The 29th Annual John E. Sullivan Lecture will be held Friday, April 4, 2008, 2:30 – 4:30 pm at the Columbus Museum of Art, 480 E. Broad St., Columbus, Ohio. A reception will follow the lecture in the Museum’s Derby Court. Professor Gerald Torres from the University of Texas at Austin School of Law will present “Social Movements and the Ethical Construction of Law.”

The 2008 Sullivan Lecture has been approved for 1.5 CLE (general hours).

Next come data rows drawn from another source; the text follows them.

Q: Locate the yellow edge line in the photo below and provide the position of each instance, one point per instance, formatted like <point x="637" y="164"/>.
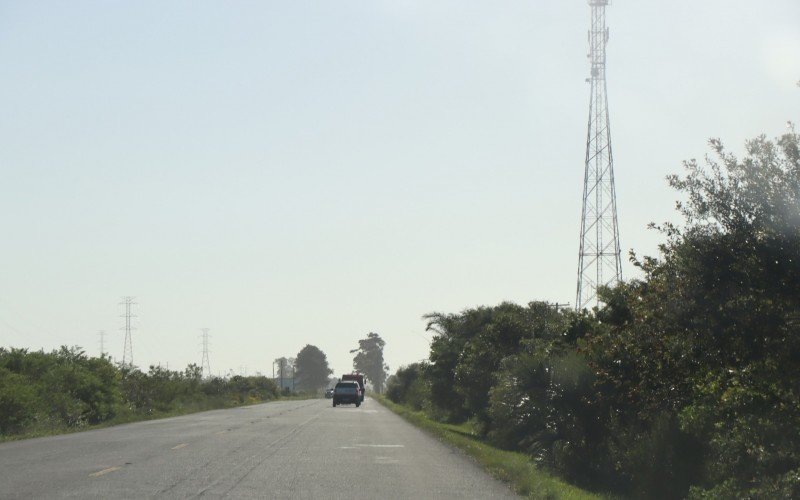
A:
<point x="104" y="471"/>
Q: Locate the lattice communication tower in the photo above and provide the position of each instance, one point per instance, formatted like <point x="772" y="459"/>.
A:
<point x="599" y="261"/>
<point x="127" y="352"/>
<point x="205" y="365"/>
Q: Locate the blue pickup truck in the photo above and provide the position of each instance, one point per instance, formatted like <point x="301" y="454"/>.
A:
<point x="347" y="392"/>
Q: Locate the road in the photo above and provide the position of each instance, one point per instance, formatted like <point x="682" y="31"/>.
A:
<point x="283" y="449"/>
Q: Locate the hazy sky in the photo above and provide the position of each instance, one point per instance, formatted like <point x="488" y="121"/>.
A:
<point x="298" y="172"/>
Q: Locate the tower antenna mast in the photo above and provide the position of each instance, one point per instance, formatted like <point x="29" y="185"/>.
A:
<point x="599" y="262"/>
<point x="205" y="365"/>
<point x="127" y="353"/>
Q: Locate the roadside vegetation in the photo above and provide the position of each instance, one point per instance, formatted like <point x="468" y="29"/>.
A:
<point x="65" y="390"/>
<point x="517" y="469"/>
<point x="683" y="384"/>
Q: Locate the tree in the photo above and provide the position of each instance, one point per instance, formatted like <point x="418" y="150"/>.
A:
<point x="369" y="360"/>
<point x="708" y="349"/>
<point x="312" y="369"/>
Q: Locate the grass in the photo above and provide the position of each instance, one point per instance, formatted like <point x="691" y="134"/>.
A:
<point x="47" y="428"/>
<point x="514" y="468"/>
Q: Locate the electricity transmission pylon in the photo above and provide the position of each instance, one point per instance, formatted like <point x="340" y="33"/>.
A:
<point x="205" y="365"/>
<point x="599" y="262"/>
<point x="127" y="352"/>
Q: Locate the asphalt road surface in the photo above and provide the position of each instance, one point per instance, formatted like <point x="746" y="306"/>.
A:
<point x="284" y="449"/>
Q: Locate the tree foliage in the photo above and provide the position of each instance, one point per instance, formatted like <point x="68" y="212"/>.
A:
<point x="312" y="368"/>
<point x="67" y="389"/>
<point x="684" y="383"/>
<point x="369" y="360"/>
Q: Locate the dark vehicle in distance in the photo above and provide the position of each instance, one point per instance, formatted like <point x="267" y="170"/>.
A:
<point x="357" y="377"/>
<point x="347" y="392"/>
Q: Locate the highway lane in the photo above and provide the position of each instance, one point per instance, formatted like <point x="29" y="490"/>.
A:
<point x="284" y="449"/>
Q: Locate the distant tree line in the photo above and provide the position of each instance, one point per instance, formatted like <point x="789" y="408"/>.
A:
<point x="66" y="389"/>
<point x="684" y="383"/>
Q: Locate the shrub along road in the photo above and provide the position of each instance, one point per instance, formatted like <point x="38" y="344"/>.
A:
<point x="283" y="449"/>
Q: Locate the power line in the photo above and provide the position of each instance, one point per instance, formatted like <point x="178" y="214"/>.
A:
<point x="599" y="262"/>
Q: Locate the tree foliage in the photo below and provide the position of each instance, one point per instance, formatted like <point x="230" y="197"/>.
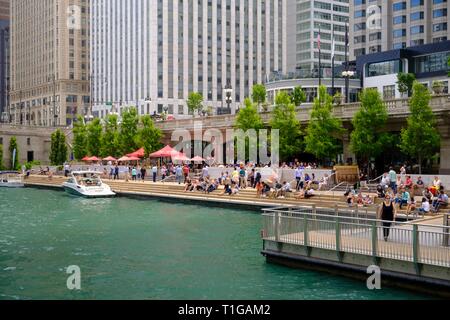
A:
<point x="110" y="139"/>
<point x="94" y="137"/>
<point x="284" y="119"/>
<point x="420" y="139"/>
<point x="405" y="82"/>
<point x="367" y="138"/>
<point x="129" y="131"/>
<point x="13" y="146"/>
<point x="259" y="94"/>
<point x="58" y="149"/>
<point x="298" y="96"/>
<point x="195" y="102"/>
<point x="323" y="129"/>
<point x="149" y="136"/>
<point x="79" y="139"/>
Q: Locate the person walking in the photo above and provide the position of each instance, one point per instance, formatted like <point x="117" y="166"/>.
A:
<point x="116" y="172"/>
<point x="179" y="174"/>
<point x="387" y="215"/>
<point x="393" y="179"/>
<point x="155" y="172"/>
<point x="143" y="173"/>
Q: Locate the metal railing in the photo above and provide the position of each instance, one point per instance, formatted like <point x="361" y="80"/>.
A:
<point x="343" y="231"/>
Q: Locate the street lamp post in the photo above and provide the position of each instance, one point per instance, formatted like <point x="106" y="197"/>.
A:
<point x="228" y="95"/>
<point x="347" y="75"/>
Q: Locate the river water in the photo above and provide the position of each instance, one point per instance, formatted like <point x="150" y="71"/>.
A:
<point x="146" y="249"/>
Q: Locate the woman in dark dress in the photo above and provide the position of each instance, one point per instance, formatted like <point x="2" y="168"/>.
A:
<point x="387" y="215"/>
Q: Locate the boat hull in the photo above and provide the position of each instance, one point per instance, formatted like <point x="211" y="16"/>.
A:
<point x="73" y="190"/>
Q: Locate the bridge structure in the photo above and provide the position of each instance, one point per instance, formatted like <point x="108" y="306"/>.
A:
<point x="398" y="111"/>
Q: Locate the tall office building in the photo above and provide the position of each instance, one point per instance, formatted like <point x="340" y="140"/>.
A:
<point x="4" y="60"/>
<point x="152" y="54"/>
<point x="383" y="25"/>
<point x="305" y="20"/>
<point x="49" y="61"/>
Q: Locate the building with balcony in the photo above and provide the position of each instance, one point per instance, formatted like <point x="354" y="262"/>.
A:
<point x="152" y="54"/>
<point x="427" y="62"/>
<point x="383" y="25"/>
<point x="49" y="61"/>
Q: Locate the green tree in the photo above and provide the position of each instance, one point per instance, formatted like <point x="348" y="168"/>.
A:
<point x="110" y="138"/>
<point x="13" y="146"/>
<point x="149" y="136"/>
<point x="94" y="137"/>
<point x="298" y="96"/>
<point x="129" y="131"/>
<point x="79" y="139"/>
<point x="323" y="129"/>
<point x="367" y="139"/>
<point x="405" y="82"/>
<point x="259" y="94"/>
<point x="420" y="139"/>
<point x="194" y="102"/>
<point x="1" y="157"/>
<point x="284" y="119"/>
<point x="58" y="149"/>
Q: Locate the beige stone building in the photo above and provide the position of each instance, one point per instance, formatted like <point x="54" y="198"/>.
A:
<point x="49" y="61"/>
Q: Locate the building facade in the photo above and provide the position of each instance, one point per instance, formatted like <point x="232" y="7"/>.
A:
<point x="153" y="54"/>
<point x="383" y="25"/>
<point x="305" y="20"/>
<point x="49" y="61"/>
<point x="4" y="60"/>
<point x="427" y="62"/>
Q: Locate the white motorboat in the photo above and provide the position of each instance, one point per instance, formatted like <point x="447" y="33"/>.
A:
<point x="11" y="179"/>
<point x="87" y="184"/>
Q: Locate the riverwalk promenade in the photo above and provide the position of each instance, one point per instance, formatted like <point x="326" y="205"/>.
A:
<point x="415" y="256"/>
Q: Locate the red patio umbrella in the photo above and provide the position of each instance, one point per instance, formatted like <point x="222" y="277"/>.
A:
<point x="167" y="151"/>
<point x="137" y="154"/>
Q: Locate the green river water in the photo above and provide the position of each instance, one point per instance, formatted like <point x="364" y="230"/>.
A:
<point x="146" y="249"/>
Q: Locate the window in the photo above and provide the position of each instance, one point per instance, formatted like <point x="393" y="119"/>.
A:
<point x="399" y="6"/>
<point x="417" y="29"/>
<point x="389" y="92"/>
<point x="383" y="68"/>
<point x="439" y="13"/>
<point x="415" y="3"/>
<point x="399" y="19"/>
<point x="399" y="33"/>
<point x="419" y="15"/>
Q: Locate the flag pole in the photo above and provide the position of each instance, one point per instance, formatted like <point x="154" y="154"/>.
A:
<point x="333" y="53"/>
<point x="320" y="60"/>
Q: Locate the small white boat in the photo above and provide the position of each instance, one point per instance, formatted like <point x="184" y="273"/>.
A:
<point x="87" y="184"/>
<point x="11" y="179"/>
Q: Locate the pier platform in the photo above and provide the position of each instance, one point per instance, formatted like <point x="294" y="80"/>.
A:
<point x="416" y="254"/>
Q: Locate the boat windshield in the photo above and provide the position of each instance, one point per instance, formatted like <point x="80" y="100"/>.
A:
<point x="88" y="180"/>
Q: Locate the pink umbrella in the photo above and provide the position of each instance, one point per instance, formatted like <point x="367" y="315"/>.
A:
<point x="134" y="159"/>
<point x="167" y="151"/>
<point x="137" y="154"/>
<point x="197" y="159"/>
<point x="180" y="157"/>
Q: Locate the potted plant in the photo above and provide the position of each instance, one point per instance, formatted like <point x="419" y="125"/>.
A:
<point x="338" y="99"/>
<point x="438" y="87"/>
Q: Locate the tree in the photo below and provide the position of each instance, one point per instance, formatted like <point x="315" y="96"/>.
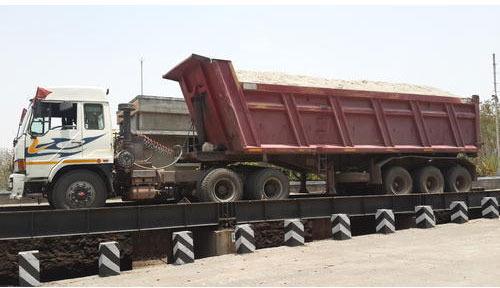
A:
<point x="486" y="162"/>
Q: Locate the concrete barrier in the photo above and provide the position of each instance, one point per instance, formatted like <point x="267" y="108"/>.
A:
<point x="183" y="247"/>
<point x="294" y="232"/>
<point x="424" y="217"/>
<point x="341" y="227"/>
<point x="459" y="212"/>
<point x="29" y="268"/>
<point x="109" y="259"/>
<point x="385" y="221"/>
<point x="489" y="207"/>
<point x="245" y="239"/>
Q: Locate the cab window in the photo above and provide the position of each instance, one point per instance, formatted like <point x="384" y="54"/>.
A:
<point x="94" y="116"/>
<point x="52" y="116"/>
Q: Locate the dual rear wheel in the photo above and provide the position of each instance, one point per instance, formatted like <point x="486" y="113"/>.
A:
<point x="225" y="185"/>
<point x="429" y="179"/>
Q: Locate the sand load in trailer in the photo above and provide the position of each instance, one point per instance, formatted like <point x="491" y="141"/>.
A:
<point x="275" y="113"/>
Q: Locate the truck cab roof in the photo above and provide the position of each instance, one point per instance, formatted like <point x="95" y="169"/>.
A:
<point x="72" y="93"/>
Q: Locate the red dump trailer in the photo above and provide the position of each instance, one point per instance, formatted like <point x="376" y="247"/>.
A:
<point x="401" y="142"/>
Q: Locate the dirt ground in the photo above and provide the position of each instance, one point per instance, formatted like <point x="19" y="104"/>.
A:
<point x="448" y="255"/>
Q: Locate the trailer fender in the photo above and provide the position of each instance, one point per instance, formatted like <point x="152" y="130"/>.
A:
<point x="376" y="167"/>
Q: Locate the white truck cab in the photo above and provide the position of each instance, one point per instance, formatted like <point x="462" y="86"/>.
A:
<point x="64" y="147"/>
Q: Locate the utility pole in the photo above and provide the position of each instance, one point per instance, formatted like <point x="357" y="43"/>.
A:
<point x="142" y="79"/>
<point x="497" y="126"/>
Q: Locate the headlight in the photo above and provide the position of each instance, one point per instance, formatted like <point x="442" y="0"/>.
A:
<point x="20" y="165"/>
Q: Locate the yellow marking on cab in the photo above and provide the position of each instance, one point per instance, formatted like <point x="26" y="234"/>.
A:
<point x="68" y="161"/>
<point x="32" y="149"/>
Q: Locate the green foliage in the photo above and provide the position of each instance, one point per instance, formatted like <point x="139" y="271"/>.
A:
<point x="5" y="167"/>
<point x="486" y="162"/>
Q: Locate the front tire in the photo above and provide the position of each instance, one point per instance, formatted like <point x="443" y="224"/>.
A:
<point x="79" y="189"/>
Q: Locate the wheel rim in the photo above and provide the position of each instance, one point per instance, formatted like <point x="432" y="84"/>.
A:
<point x="224" y="189"/>
<point x="431" y="184"/>
<point x="460" y="183"/>
<point x="272" y="187"/>
<point x="80" y="194"/>
<point x="398" y="185"/>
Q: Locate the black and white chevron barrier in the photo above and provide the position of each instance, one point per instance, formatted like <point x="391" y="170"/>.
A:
<point x="29" y="268"/>
<point x="294" y="232"/>
<point x="385" y="221"/>
<point x="183" y="247"/>
<point x="109" y="259"/>
<point x="341" y="227"/>
<point x="245" y="239"/>
<point x="459" y="212"/>
<point x="489" y="207"/>
<point x="424" y="217"/>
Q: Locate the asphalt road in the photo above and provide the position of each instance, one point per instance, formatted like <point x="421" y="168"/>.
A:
<point x="448" y="255"/>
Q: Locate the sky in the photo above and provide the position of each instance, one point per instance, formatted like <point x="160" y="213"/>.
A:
<point x="449" y="47"/>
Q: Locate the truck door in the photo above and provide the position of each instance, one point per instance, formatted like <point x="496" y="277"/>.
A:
<point x="55" y="136"/>
<point x="97" y="144"/>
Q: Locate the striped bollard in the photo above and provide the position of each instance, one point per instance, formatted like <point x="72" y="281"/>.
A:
<point x="29" y="268"/>
<point x="424" y="217"/>
<point x="385" y="221"/>
<point x="183" y="247"/>
<point x="245" y="239"/>
<point x="489" y="207"/>
<point x="459" y="212"/>
<point x="341" y="227"/>
<point x="294" y="232"/>
<point x="109" y="259"/>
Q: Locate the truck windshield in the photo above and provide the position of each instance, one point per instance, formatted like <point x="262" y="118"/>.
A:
<point x="50" y="116"/>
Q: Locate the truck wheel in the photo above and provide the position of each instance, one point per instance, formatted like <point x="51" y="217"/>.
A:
<point x="79" y="189"/>
<point x="397" y="181"/>
<point x="220" y="185"/>
<point x="267" y="183"/>
<point x="458" y="179"/>
<point x="429" y="179"/>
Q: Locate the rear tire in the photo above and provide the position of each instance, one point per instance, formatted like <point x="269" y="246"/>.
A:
<point x="78" y="189"/>
<point x="429" y="179"/>
<point x="220" y="185"/>
<point x="397" y="181"/>
<point x="267" y="184"/>
<point x="458" y="179"/>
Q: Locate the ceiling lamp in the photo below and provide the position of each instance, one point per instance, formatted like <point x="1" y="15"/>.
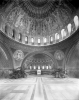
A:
<point x="44" y="40"/>
<point x="69" y="27"/>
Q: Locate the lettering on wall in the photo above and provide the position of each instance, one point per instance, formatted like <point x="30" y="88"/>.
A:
<point x="18" y="55"/>
<point x="4" y="53"/>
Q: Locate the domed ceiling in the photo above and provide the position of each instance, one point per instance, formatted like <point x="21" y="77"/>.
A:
<point x="38" y="20"/>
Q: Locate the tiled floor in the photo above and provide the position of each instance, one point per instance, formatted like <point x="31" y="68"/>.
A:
<point x="39" y="88"/>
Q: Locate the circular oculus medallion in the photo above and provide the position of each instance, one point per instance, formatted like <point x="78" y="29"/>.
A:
<point x="18" y="55"/>
<point x="59" y="55"/>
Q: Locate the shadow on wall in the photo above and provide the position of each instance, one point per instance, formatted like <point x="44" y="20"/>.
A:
<point x="73" y="64"/>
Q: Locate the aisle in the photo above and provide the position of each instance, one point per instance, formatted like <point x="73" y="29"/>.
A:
<point x="39" y="88"/>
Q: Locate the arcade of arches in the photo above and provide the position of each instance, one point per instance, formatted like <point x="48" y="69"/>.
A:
<point x="39" y="37"/>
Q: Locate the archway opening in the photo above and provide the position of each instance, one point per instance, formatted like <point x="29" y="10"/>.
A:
<point x="39" y="64"/>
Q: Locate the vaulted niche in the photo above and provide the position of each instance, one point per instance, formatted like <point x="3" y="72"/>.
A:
<point x="39" y="61"/>
<point x="73" y="62"/>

"Social Movements and the Ethical Constructin of Law"
How law is made is often thought of as the province of elites: legal experts or elected or appointed officials. Yet the law is constructed out of the background material that is created by members of the society who are subject to it. Social movements represent organized and mobilized communities who play an important role in constructing authoritative interpretive communities who actually determine what the law is and what ambit elites have for constructing the formal apparatus of law. Professor Torres’ lecture will examine the relationship between elites and non-elites in the ethical construction of law.

About Professor Torres
Gerald Torres currently holds the Bryant Smith Chair at the University of Texas at Austin and is former President of the Association of American Law Schools. A 1977 graduate of the Yale Law School, he joined the highly-regarded Children's Defense Fund as a staff attorney and took on cases involving civil rights violations of institutionalized children. Torres left CDF to accept a graduate fellowship at the University of Michigan Law School where he studied with Joe Sax, an early pioneer of environmental law. Professor Torres has visited at the Vermont Law School, the Stanford Law School and at the Harvard Law School where he served as the Oneida Nation Visiting Professor of Law. Before Moving to Texas, Professor Torres served as Counsel to Attorney General Janet Reno on environmental matters and Indian affairs at the U.S. Department of Justice. There, he coordinated the department's strategy on environmental justice and co-chaired the inter-agency working group on environmental justice. Torres also helped established the Office of Tribal Justice to coordinate Indian issues within the department and across the government. He has written widely on Indian law and has served as a consultant to several tribes. He also writes in the areas of environmental law and race and the law. In 2001, with Harvard Law School Professor Lani Guinier, Torres co-authored, THE MINERS CANARY: Enlisting Race, Resisting Power, Transforming Democracy (Harvard University Press), www.minerscanary.org.